“明日等消息把!”阳关从榻上一跃而起,“不会这么简单的,我们随机应变。”
是,明天不变应万变。
已经凌晨,阳关留宿府内,柳湾照例睡去了云秦房间,云秦和衣而卧在榻上。
三人就着月光做着相同的事,各自想着不同的人。
三人就着月光做相同的事,各自想着不同的人。
第二天,日上三竿,柳湾才醒了过来。起床发现桌上早放好了早点,晓梦走了过来:“小姐,你总算是醒了,王爷来了两次,阳关大哥来了两次,你都没醒来。”晓梦倒了杯水给刚刚坐下准备开吃的柳湾,“噗!”一口水喷了出来,“他俩不是一起来的吗?”这两个人居然分开行动。
“对呀!”晓梦笑着说。
我吃完饭,才惊觉现已午时,我居然睡到了下午 ,真的是睡神啊…走出房间准备去找他俩,门突然被撞开了。
“你?”
“不要多说了,赶紧跟我走。”
甚至来不及看是谁进来了,柳湾就被拉着出了门。
飞快穿过大厅,后院前院...
“你等等!”柳湾用力甩了下把自己被紧握的手甩了出来,“你干嘛?”柳湾疑惑的看着差不多要飞起来的阳关,这人不会带自己私奔吧...
“你放心,不拿你怎么样!”阳关把因为奔跑而散落在鼻翼两侧的头发拨开,似笑非笑的看着眼前这个一脸防狼神情的女人,“大哥早晨进宫,我跟着,等大约两个时辰他才出来,家都没回就看到他骑马出宫,继续往前他果然是回家拿东西没告诉你,直接奉皇帝命去寻机关卷轴了,应该是危险极大才不和我们道别,怎么?追不追?”明明知道她会怎么回答,还是多嘴一问,是故意问她,也是故意刺激自己。
“去,当然去。”柳湾边说边走,比刚才走的还快。
“小姐!”晓梦气喘吁吁跑了进来,“你的衣服,还有银两…”晓梦递过打好的包裹,泪眼婆娑,“一路小心。”

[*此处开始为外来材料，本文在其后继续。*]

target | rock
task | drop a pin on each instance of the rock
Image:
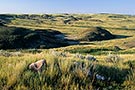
(38, 66)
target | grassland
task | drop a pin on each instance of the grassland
(115, 57)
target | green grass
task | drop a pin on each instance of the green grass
(14, 72)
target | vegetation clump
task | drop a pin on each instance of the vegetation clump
(13, 38)
(96, 34)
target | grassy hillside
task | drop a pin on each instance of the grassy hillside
(111, 62)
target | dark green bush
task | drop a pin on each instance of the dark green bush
(16, 38)
(95, 34)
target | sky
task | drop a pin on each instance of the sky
(67, 6)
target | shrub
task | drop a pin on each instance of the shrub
(95, 34)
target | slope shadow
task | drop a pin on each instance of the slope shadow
(22, 38)
(121, 36)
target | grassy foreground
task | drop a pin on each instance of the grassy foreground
(58, 74)
(113, 69)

“别哭,我很快就会回来,到时帮你找个好婆家~”柳湾笑着拍了拍晓梦的后背,心里也是不舍。这几个月都是晓梦伺候自己的吃喝,受伤那段时间虽然在云秦那,但晓梦都是伺候好自己才回房休息。
别了晓梦,柳湾上了马车,马车里早已铺好垫子,整洁干净,便飞快的穿梭在熟悉又陌生的路上。这里的人都看不起自己,但因为敬畏着云秦,所以一直唯唯诺诺。没想到居然要离开了,还会回来吗?云秦你在哪?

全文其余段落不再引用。